The method described by Dan seem much more complex to do, but it should separate the two techniques.

However, I would find much easier to write the two notes separately, in the same voice, and add a tie with no playback effect. Like the slur I used for my example, but without any consequence on playback (a slur would trigger legato).

Paolo

There’s no way to add a tie that doesn’t affect playback. You can surpress the playback of selected slurs, but not ties.

You could add a slur instead, but it will require tweaking to make it look like a tie… probably more work than my suggestion, which is pretty easy I think.

You can change the duration of the tied note, either by editing the piano roll in Play mode, or with the Playback End Offset property (which has 480 units per quarter note).

Dan’s point is that “two tied notes” are actually ONE note, so far as Dorico is concerned, so you can’t “mute the note after the tie” or a similar idea.

I think you can get this to work by using different voices and then enabling independent playback of voices.
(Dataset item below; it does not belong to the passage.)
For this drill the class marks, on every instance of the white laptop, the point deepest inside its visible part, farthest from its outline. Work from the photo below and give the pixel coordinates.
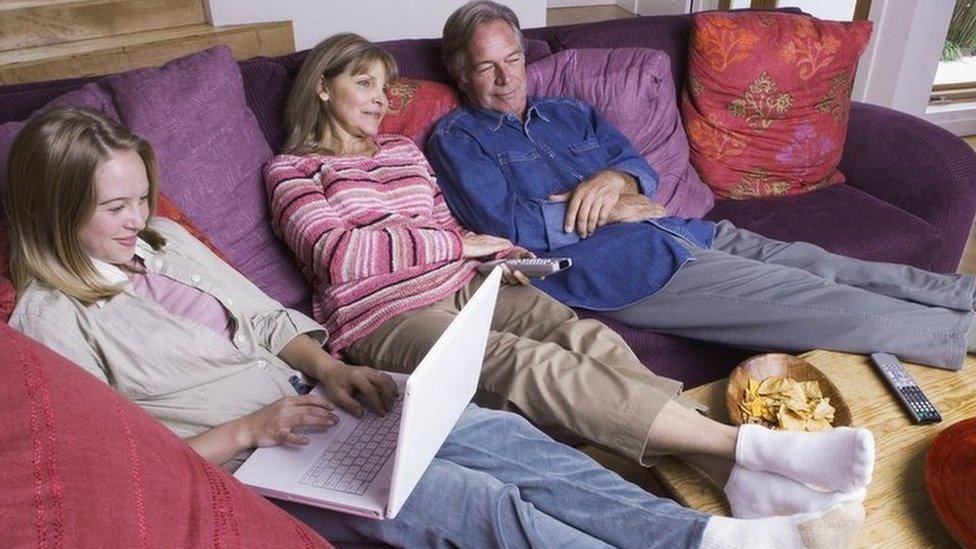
(369, 466)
If I recall correctly, Dorico currently ignores the tie during playback.

would it be a solution to use a “Laissez vibrer Tie” on the first note?
it would have to be moved in engrave mode to look like a tie between the two notes, but the different techniques should play.

Maybe, but it’s very short and non tied to the second note, so I wouldn’t use it. Too much editing involved, I fear.

Paolo

This helped me when I wanted a fake tie to connect two quarter notes with differing speeds of trill and trill intervals. When using a real tie, Dorico killed the second trill interval.